Mind the Gap, a newly launched campaign group, says schools expect children to use the web at home for homework, revision and independent study.

The group is asking for corporate and individual donations to widen home access to the web.

It wants to extend internet access to 100,000 more children within a year.

In England, the campaign group will also encourage schools to use the pupil premium - a grant paid to schools by the government to help disadvantaged children - to buy equipment and pay for broadband connections.

A school whose pupils are all online at home will be recognised by Mind the Gap as "digitally inclusive", and the campaign will help schools that want to achieve the status to do so.

The group points out the correlation between poverty and poorer academic results.

Department for Education figures show that in 2012, only 37% of children in England eligible for free school meals got an A*-C grade in English and Maths GCSE, compared with 63% of all other children.

Upward trend

Matt Tavender is acting head of Cunningham Hill Junior School in St Albans, which is working with Mind the Gap.

He audited the school's 270 pupils and found children from 15 families had no internet access at home.

"It is 17 pupils at the moment," he says, "but our cohort is changing, and the trend seems to be upwards. Of the children we have identified, all have other barriers to learning."

He cites free school meal eligibility as an example of a "barrier".

He believes the internet is becoming ever more important for topic work.

"Children who don't have access to images they can use, and to word-processing, find it much harder," he says, but adds it is now also necessary for core skills such as arithmetic and spelling.

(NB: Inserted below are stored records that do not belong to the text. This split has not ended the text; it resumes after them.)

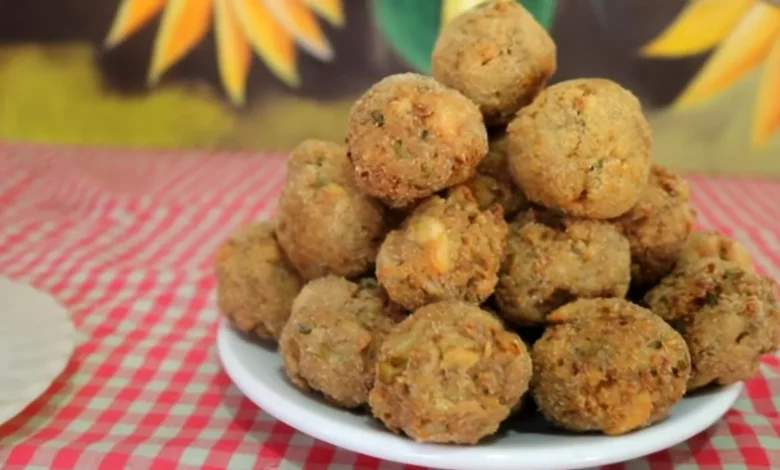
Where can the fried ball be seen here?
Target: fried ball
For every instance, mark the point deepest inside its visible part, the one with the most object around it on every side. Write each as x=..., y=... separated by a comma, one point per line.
x=658, y=225
x=255, y=283
x=711, y=244
x=449, y=373
x=331, y=341
x=497, y=55
x=492, y=184
x=551, y=260
x=446, y=249
x=608, y=365
x=409, y=136
x=326, y=225
x=582, y=147
x=729, y=317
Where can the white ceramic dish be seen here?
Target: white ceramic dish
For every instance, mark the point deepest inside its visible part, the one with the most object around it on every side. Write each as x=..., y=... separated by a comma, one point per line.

He also feels that children missing out on less directly educational applications of the internet are at an increasing disadvantage.

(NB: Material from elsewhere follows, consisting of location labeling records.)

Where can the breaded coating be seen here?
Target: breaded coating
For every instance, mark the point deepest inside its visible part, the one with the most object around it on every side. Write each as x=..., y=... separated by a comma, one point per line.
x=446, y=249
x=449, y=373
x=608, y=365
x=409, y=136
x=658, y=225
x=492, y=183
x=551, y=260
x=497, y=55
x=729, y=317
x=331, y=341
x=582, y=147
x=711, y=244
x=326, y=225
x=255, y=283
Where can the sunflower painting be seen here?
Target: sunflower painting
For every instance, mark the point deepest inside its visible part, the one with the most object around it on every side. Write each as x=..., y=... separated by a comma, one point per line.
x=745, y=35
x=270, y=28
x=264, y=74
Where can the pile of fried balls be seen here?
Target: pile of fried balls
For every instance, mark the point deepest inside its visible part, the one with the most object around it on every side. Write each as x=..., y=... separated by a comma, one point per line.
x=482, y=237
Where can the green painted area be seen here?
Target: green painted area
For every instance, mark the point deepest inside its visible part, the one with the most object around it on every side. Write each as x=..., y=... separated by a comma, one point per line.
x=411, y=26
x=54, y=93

"Social media is so big now that children with no access to it are losing out on a really important skill for the modern world."

Vital skills

One of his pupils, 10-year-old Josie is able to use the family computer at home. She says she would not be able to do her homework without access to the web.

"I would have to write out everything by hand, and that would take ages. I use NumberGym for maths, and I Google things all the time for my other subjects."

She thinks computer skills will be vital for her when she goes to secondary school next year and, later, when she gets a job.

Mr Tavender is looking at ways of helping the families who are not yet online.

One solution might be to use the pupil premium to buy equipment which can be donated to families - and then to pay for broadband connections for them.

'Not a luxury'

The launch of the new campaign coincides with the release of research from a schools technology provider - Frog - that underlines the increasing importance of access to computers.

The company commissioned C3 Education to ask the views of members of the National Education Research Panel.

More than 300 heads of department responded, 98% of whom believed pupils without a home computer were "educationally disadvantaged", and that 63% said their pupils did not have "sufficient access to computers".

Frog's managing director, Gareth Davies, believes access to the internet and learning technology is no longer a luxury.

"It is an integral part of the teaching and learning process," he says. "Young people without access to equipment outside school are at a real disadvantage."

A Department for Education spokeswoman said: "It is vital that we do all we can to close the unacceptable gap between disadvantaged pupils and their peers. That is why we introduced the pupil premium - worth £2.5bn a year from this April. Schools are free to use the pupil premium in ways they think will most help disadvantaged children.

"We have also spent £125m to set up the Education Endowment Foundation - an independent charity dedicated to breaking the link between family income and educational achievement."